ヘルマン・ヘッセ / 車輪の下

車輪の下 (新潮文庫)

車輪の下 (新潮文庫)

天賦の才に恵まれた主人公が、周囲の期待に応えて進学するも、それに押しつぶされて、悲劇的な最期を遂げる作品。

言わずと知れた名作で、僕も素晴らしい作品だと思います。ただ、今回読み返してふと疑問に思ったことがありました。

それは、この作品が何故人々の心を捉え、そして名作とされるのか、ということです。というのは、この作品の主人公は言わば神童で、一般的な読者(そしてわれわれ人間)の大半を占める普通の人にとってはなかなか感情移入しがたいもののように考えられるからです。にも関わらず多くの人が共感して読み続けている。

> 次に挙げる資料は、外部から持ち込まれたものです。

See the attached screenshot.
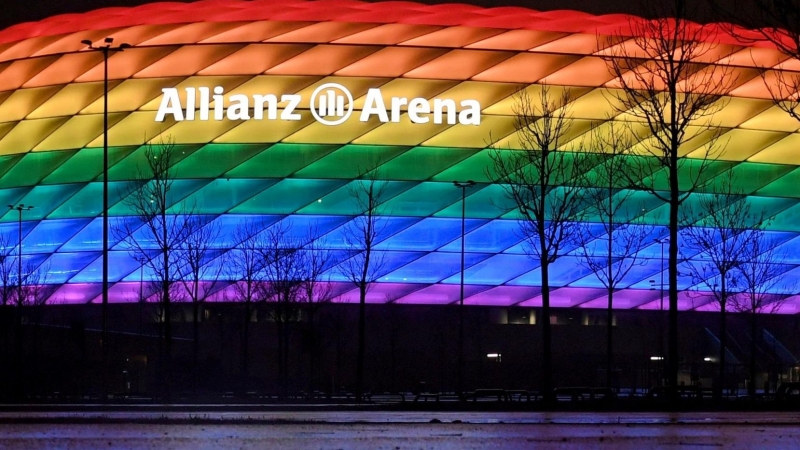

完全な私見だけれど、われわれの中の潜在的な「自分も特別な人間だ」という自己愛を、主人公に重ね合わせ、そして主人公の共感するのではないかと思いました。日常生活の中で潜在化した(フロイトなら抑圧されたというような)自己愛や自己憐憫を解放するというか。それってもしかしたら、アニメのヒーローに自分を重ねるのと同じ構図なのかもしれないなとも思います。

でも、たとえ上記の仮説が正しかったとしても、人間というのは誰しもそういう自己愛をもつ生物で、それがいいだとか、悪いとかの価値判断を下すべき問題ではないようと思います。それは、人間が認知的不協和を回避する性向があることを誰も責めることはできないのと同じことだと思います。

ただ、そのような部分を直視し、残酷なまでに描写しつづけたのが、太宰なのだろうな、と思います。彼もおそらく車輪の下に押しつぶされた一人なのかなと思いました。